On Mon, Mar 25, 2019 at 02:31:27PM +0200, Nikolay Borisov wrote:
> From: Jeff Mahoney <je...@suse.com>
> 
> The pending chunks list contains chunks that are allocated in the
> current transaction but haven't been created yet. The pinned chunks
> list contains chunks that are being released in the current transaction.

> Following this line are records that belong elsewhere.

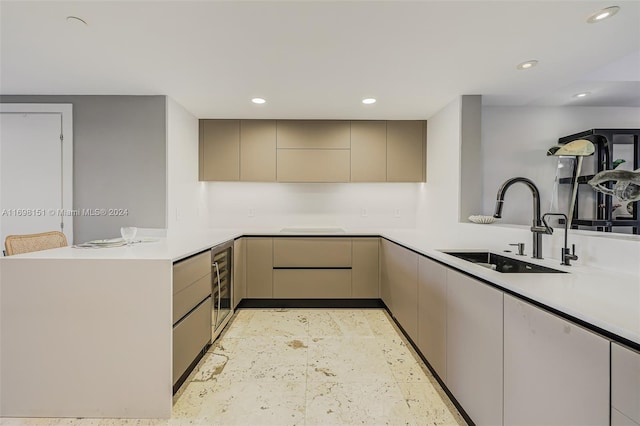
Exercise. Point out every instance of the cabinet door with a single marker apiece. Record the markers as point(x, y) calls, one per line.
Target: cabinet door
point(312, 283)
point(189, 337)
point(385, 272)
point(406, 151)
point(258, 150)
point(312, 252)
point(365, 283)
point(259, 268)
point(474, 347)
point(555, 373)
point(401, 269)
point(318, 134)
point(313, 165)
point(219, 150)
point(368, 151)
point(432, 314)
point(239, 271)
point(625, 382)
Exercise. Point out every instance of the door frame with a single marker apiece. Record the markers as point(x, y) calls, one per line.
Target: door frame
point(65, 111)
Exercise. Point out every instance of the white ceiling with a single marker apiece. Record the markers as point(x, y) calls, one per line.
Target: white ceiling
point(318, 59)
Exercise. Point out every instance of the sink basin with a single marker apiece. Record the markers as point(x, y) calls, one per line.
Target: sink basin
point(502, 264)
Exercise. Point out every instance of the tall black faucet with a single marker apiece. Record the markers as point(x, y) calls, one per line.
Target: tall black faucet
point(538, 228)
point(567, 255)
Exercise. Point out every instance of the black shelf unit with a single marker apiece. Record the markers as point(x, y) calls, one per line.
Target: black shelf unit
point(603, 140)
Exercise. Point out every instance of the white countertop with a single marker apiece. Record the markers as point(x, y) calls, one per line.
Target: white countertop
point(605, 299)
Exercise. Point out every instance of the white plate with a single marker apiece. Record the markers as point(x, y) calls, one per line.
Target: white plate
point(482, 219)
point(107, 242)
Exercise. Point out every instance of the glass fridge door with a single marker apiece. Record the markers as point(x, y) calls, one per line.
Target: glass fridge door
point(222, 286)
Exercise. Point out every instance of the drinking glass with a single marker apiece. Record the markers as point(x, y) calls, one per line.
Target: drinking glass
point(128, 233)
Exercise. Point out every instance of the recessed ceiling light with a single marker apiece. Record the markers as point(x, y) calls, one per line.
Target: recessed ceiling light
point(602, 14)
point(76, 20)
point(528, 64)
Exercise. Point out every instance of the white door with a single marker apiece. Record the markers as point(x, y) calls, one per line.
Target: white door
point(32, 175)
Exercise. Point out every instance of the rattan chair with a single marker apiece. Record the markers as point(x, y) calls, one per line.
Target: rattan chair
point(17, 244)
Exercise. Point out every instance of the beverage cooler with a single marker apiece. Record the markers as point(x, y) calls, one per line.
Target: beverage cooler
point(222, 281)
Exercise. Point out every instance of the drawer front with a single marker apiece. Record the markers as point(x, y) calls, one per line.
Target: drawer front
point(188, 271)
point(312, 283)
point(313, 165)
point(189, 337)
point(321, 134)
point(625, 381)
point(187, 298)
point(312, 252)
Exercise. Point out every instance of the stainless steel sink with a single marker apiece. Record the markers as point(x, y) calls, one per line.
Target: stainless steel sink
point(503, 264)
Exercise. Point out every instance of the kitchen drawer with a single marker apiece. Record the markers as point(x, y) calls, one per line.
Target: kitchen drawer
point(312, 252)
point(189, 337)
point(190, 296)
point(322, 134)
point(188, 271)
point(625, 381)
point(312, 283)
point(313, 165)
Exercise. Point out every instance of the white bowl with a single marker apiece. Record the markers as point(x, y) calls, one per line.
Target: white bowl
point(482, 219)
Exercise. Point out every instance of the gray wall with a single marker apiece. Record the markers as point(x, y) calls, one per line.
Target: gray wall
point(470, 156)
point(119, 160)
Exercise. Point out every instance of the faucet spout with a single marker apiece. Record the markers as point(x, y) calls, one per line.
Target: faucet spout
point(537, 227)
point(567, 255)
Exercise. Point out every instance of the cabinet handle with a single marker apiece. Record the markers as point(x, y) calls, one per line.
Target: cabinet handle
point(219, 291)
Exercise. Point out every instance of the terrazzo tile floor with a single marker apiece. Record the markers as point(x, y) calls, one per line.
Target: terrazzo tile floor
point(303, 367)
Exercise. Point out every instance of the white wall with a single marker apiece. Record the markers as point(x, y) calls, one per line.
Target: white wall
point(280, 205)
point(439, 201)
point(186, 197)
point(515, 141)
point(439, 204)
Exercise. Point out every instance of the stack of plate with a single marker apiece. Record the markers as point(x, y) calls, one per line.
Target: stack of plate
point(482, 219)
point(112, 242)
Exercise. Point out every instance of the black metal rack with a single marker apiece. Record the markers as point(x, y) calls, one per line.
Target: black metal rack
point(604, 139)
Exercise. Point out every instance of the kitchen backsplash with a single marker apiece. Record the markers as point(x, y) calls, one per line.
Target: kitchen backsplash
point(276, 205)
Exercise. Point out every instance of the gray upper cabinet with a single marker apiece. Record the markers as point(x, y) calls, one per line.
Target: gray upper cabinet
point(219, 150)
point(313, 165)
point(555, 372)
point(314, 134)
point(312, 151)
point(368, 151)
point(258, 150)
point(474, 347)
point(406, 146)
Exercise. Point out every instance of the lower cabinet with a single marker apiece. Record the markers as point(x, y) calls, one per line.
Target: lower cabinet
point(307, 268)
point(474, 347)
point(259, 264)
point(432, 314)
point(312, 283)
point(555, 372)
point(365, 275)
point(399, 287)
point(190, 335)
point(625, 386)
point(239, 271)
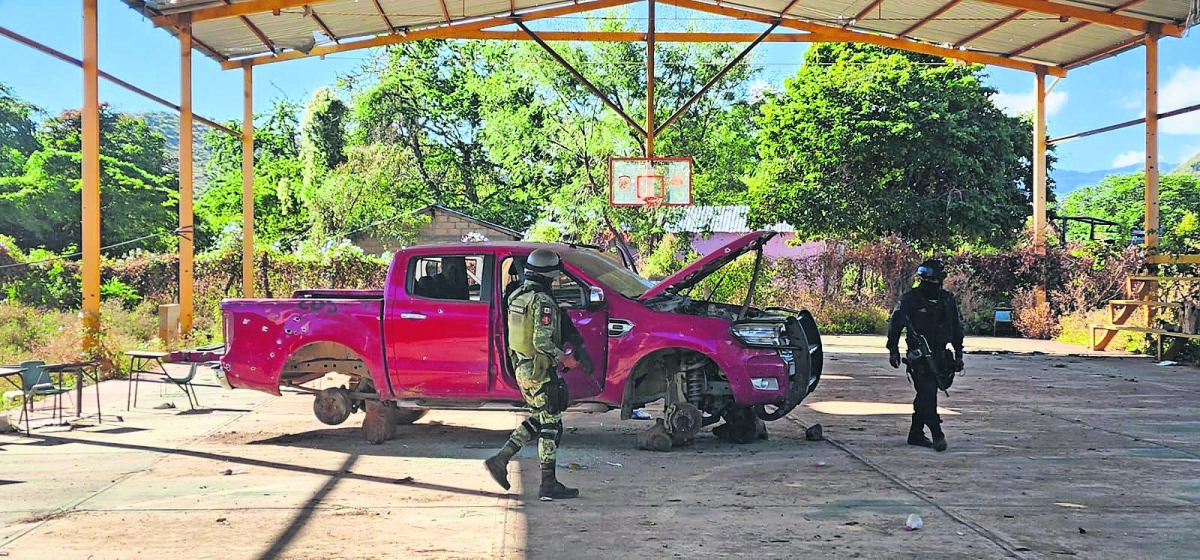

> Both describe chunks that are not reflected on disk as in use but are
> unavailable just the same.
> 
> The pending chunks list is anchored by the transaction handle, which
> means that we need to hold a reference to a transaction when working
> with the list.
> 
> We use these lists to ensure that we don't end up discarding chunks
> that are allocated or released in the current transaction.  What we r

unfinished sentence?

> 
> The way we use them is by iterating over both lists to perform
> comparisons on the stripes they describe for each device. This is
> backwards and requires that we keep a transaction handle open while
> we're trimming.
> 
> This patchset adds an extent_io_tree to btrfs_device that maintains
> the allocation state of the device.  Extents are set dirty when
> chunks are first allocated -- when the extent maps are added to the
> mapping tree. They're cleared when last removed -- when the extent
> maps are removed from the mapping tree. This matches the lifespan
> of the pending and pinned chunks list and allows us to do trims
> on unallocated space safely without pinning the transaction for what
> may be a lengthy operation. We can also use this io tree to mark
> which chunks have already been trimmed so we don't repeat the operation.
> 
> Signed-off-by: Nikolay Borisov <nbori...@suse.com>
> ---
>  fs/btrfs/ctree.h            |  6 ---
>  fs/btrfs/disk-io.c          | 11 -----
>  fs/btrfs/extent-tree.c      | 28 -----------
>  fs/btrfs/extent_io.c        |  2 +-
>  fs/btrfs/extent_io.h        |  6 ++-
>  fs/btrfs/extent_map.c       | 36 ++++++++++++++
>  fs/btrfs/extent_map.h       |  1 -
>  fs/btrfs/free-space-cache.c |  4 --
>  fs/btrfs/transaction.c      |  9 ----
>  fs/btrfs/transaction.h      |  1 -
>  fs/btrfs/volumes.c          | 96 +++++++++++++------------------------
>  fs/btrfs/volumes.h          |  2 +
>  12 files changed, 76 insertions(+), 126 deletions(-)
> 
> diff --git a/fs/btrfs/ctree.h b/fs/btrfs/ctree.h
> index 880b5abd8ecc..0b25c2f1b77d 100644
> --- a/fs/btrfs/ctree.h
> +++ b/fs/btrfs/ctree.h
> @@ -1152,12 +1152,6 @@ struct btrfs_fs_info {
>       struct mutex unused_bg_unpin_mutex;
>       struct mutex delete_unused_bgs_mutex;
>  
> -     /*
> -      * Chunks that can't be freed yet (under a trim/discard operation)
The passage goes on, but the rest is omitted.